A P25 conventional channel is still one frequency you can tune to; it just carries a digital voice signal that needs a vocoder to turn back into audio. So “is it digital?” and “is it trunked?” are two independent questions. A system can be analog-conventional, digital-conventional, analog-trunked, or digital-trunked.

Trunked: a shared pool, assigned on demand

In a trunked system there is no fixed home frequency. A small pool of channels is shared across many groups, and a controller hands out a free channel for the duration of each call, then reclaims it. Coordination rides on a dedicated control channel — one frequency that carries data, announcing where each call goes. Members of a group hear each other through their talkgroup, regardless of which voice channel the system picked.

This is far more spectrum-efficient: ten shared channels can serve forty groups, because real conversations are short and bursty. But it means the frequency a group uses is not stable — the next call from the same talkgroup might be on a completely different channel.

Why the old scan fails on trunking

This is the crux. On a conventional system, “park on the frequency” works because the frequency is the group. On a trunked system, parking on a voice frequency hears whatever call happened to be assigned there — a fragment of one conversation, then silence, then a fragment of an unrelated one. There is no way to follow a single group that way.

To follow a trunked group you have to read the control channel and let it tell you which voice channel each call uses, retuning in step. That is exactly the job GopherTrunk does, and it’s why so much of this path is about the control channel rather than the voice channels.

  Conventional Trunked
Channel assignment Fixed — each group has its own frequency On demand — controller assigns from a pool
Where you listen Tune to the group’s frequency Decode the control channel, follow its grants
Voice can be Analog FM or digital Analog or digital
Old scanner works? Yes — park on the frequency No — calls hop across the pool
Spectrum efficiency Low — idle channels still reserved High — channels shared across groups
Coordination None needed Dedicated control channel carries data

Quick check: can a conventional system carry digital voice?

Recap

  • Conventional = each group on a fixed frequency you can tune to and listen.
  • Trunked = a shared pool with a controller assigning channels per call.
  • “Conventional” describes the channel plan, not the voice — it can be digital.
  • A classic scanner works on conventional but fails on trunked, where calls hop.
  • To follow a trunked group you decode the control channel, not a voice frequency.

Next, we look at the identities a trunked system tracks — talkgroups, radio IDs and affiliation — the virtual channels you actually follow.

Frequently asked questions

What is the difference between conventional and trunked radio?

In conventional radio, each group has its own fixed frequency it always uses, so you tune to that frequency to listen. In trunked radio, a small pool of frequencies is shared and a controller assigns a free one to each call on demand.
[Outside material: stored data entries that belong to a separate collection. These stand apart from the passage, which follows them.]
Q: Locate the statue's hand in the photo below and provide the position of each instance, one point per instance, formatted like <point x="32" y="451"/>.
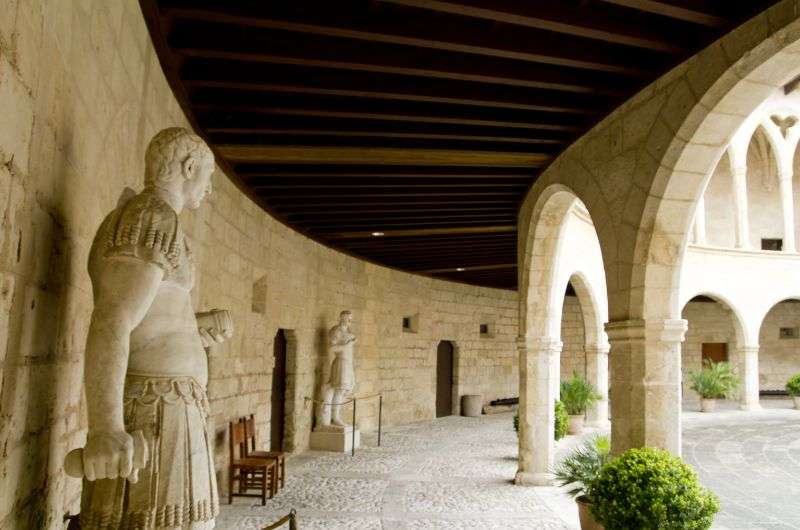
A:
<point x="214" y="326"/>
<point x="108" y="455"/>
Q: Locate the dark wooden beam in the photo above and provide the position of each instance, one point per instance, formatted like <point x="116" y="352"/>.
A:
<point x="460" y="35"/>
<point x="211" y="40"/>
<point x="354" y="155"/>
<point x="295" y="79"/>
<point x="554" y="16"/>
<point x="670" y="9"/>
<point x="426" y="232"/>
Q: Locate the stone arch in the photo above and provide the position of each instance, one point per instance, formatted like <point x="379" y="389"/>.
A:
<point x="743" y="329"/>
<point x="698" y="143"/>
<point x="545" y="272"/>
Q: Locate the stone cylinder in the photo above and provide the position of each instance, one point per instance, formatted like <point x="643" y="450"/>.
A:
<point x="471" y="405"/>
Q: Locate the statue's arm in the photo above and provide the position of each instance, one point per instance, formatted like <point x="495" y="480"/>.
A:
<point x="123" y="293"/>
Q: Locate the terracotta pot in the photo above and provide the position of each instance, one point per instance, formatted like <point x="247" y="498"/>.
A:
<point x="575" y="424"/>
<point x="708" y="405"/>
<point x="588" y="521"/>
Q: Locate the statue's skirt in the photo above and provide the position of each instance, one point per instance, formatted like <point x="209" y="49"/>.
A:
<point x="177" y="488"/>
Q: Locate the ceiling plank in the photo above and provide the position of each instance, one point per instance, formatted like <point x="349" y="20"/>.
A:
<point x="521" y="77"/>
<point x="426" y="32"/>
<point x="543" y="15"/>
<point x="669" y="9"/>
<point x="388" y="156"/>
<point x="428" y="232"/>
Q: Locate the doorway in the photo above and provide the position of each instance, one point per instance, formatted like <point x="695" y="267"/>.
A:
<point x="717" y="352"/>
<point x="278" y="398"/>
<point x="444" y="379"/>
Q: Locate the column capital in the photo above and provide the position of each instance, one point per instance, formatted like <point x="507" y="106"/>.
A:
<point x="666" y="330"/>
<point x="540" y="345"/>
<point x="597" y="349"/>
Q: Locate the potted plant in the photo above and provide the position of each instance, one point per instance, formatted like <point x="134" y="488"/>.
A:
<point x="577" y="396"/>
<point x="649" y="488"/>
<point x="561" y="421"/>
<point x="793" y="388"/>
<point x="714" y="381"/>
<point x="578" y="470"/>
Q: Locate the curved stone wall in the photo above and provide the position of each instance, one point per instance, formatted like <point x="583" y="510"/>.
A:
<point x="81" y="93"/>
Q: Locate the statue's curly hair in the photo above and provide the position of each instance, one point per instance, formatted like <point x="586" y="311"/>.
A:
<point x="167" y="151"/>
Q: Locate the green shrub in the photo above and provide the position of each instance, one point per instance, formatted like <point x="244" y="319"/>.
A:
<point x="580" y="468"/>
<point x="793" y="385"/>
<point x="715" y="380"/>
<point x="561" y="421"/>
<point x="649" y="489"/>
<point x="577" y="395"/>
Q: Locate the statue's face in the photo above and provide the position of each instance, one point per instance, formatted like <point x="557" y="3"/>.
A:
<point x="197" y="181"/>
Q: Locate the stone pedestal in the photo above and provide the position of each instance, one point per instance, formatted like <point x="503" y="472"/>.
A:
<point x="338" y="440"/>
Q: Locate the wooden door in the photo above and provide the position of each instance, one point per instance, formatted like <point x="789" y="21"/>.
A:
<point x="716" y="351"/>
<point x="444" y="379"/>
<point x="278" y="398"/>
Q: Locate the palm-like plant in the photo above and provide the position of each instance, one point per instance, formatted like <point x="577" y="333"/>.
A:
<point x="715" y="380"/>
<point x="577" y="395"/>
<point x="581" y="467"/>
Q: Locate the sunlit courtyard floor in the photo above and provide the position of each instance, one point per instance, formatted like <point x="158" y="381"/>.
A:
<point x="450" y="473"/>
<point x="456" y="473"/>
<point x="751" y="460"/>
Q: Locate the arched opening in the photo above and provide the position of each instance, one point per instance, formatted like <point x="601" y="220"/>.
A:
<point x="445" y="358"/>
<point x="278" y="394"/>
<point x="764" y="211"/>
<point x="779" y="341"/>
<point x="560" y="248"/>
<point x="714" y="333"/>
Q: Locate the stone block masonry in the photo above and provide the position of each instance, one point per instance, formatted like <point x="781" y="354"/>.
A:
<point x="81" y="94"/>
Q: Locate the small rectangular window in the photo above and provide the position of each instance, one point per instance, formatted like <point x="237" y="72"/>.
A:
<point x="411" y="324"/>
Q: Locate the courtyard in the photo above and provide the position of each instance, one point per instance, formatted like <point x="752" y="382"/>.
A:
<point x="457" y="473"/>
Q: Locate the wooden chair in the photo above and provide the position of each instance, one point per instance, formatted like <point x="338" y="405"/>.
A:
<point x="250" y="449"/>
<point x="249" y="472"/>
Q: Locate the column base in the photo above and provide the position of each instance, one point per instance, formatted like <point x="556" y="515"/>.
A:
<point x="525" y="478"/>
<point x="339" y="440"/>
<point x="599" y="424"/>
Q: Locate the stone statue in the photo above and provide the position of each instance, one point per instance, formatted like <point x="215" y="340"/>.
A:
<point x="146" y="368"/>
<point x="341" y="379"/>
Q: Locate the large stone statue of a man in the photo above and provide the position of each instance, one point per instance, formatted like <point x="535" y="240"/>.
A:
<point x="341" y="379"/>
<point x="146" y="368"/>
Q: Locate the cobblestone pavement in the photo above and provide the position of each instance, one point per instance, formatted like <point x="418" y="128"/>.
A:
<point x="451" y="473"/>
<point x="751" y="460"/>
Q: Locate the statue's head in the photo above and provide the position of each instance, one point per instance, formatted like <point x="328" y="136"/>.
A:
<point x="180" y="161"/>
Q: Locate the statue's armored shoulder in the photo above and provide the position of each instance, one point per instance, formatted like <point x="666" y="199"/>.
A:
<point x="144" y="227"/>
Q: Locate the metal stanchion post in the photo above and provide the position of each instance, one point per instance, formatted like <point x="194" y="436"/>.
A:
<point x="380" y="417"/>
<point x="353" y="448"/>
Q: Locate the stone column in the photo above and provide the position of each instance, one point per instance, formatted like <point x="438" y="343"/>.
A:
<point x="645" y="385"/>
<point x="740" y="206"/>
<point x="787" y="204"/>
<point x="536" y="418"/>
<point x="597" y="375"/>
<point x="747" y="364"/>
<point x="700" y="222"/>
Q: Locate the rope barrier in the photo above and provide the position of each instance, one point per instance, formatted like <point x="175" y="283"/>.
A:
<point x="290" y="518"/>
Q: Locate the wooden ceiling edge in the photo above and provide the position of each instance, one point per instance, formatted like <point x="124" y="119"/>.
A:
<point x="152" y="20"/>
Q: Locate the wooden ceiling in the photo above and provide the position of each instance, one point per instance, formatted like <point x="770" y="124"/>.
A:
<point x="422" y="121"/>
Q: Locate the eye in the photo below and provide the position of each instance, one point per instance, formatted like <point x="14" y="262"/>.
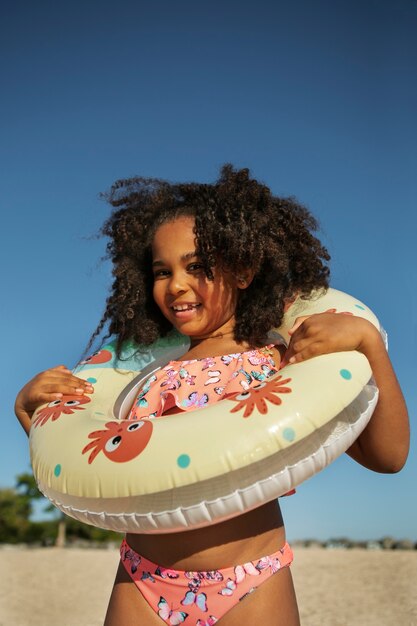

Conventional is simple to scan; trunked requires you to decode the control channel to follow conversations as they hop.

Can conventional radio be digital?

Yes. Conventional only describes how channels are assigned — fixed, not pooled. The voice on a conventional channel can be analog FM or digital, including P25 conventional, DMR Tier II, or NXDN conventional. A digital conventional channel still lives on one frequency; it just carries a digital voice signal instead of analog.

Why can't I scan a trunked system the old way?

Because a trunked call can land on any frequency in the pool, and a different call lands there a moment later. Parking a scanner on one frequency hears fragments of unrelated conversations. To follow a group you have to read the control channel, which announces which voice channel each call uses.

Is a repeater the same as trunking?

No. A repeater simply rebroadcasts a single conventional channel to extend range; it is still one fixed frequency. Trunking adds a controller that manages a pool of channels across many repeaters and assigns them per call. A trunked site is built from several repeaters working together under one control channel.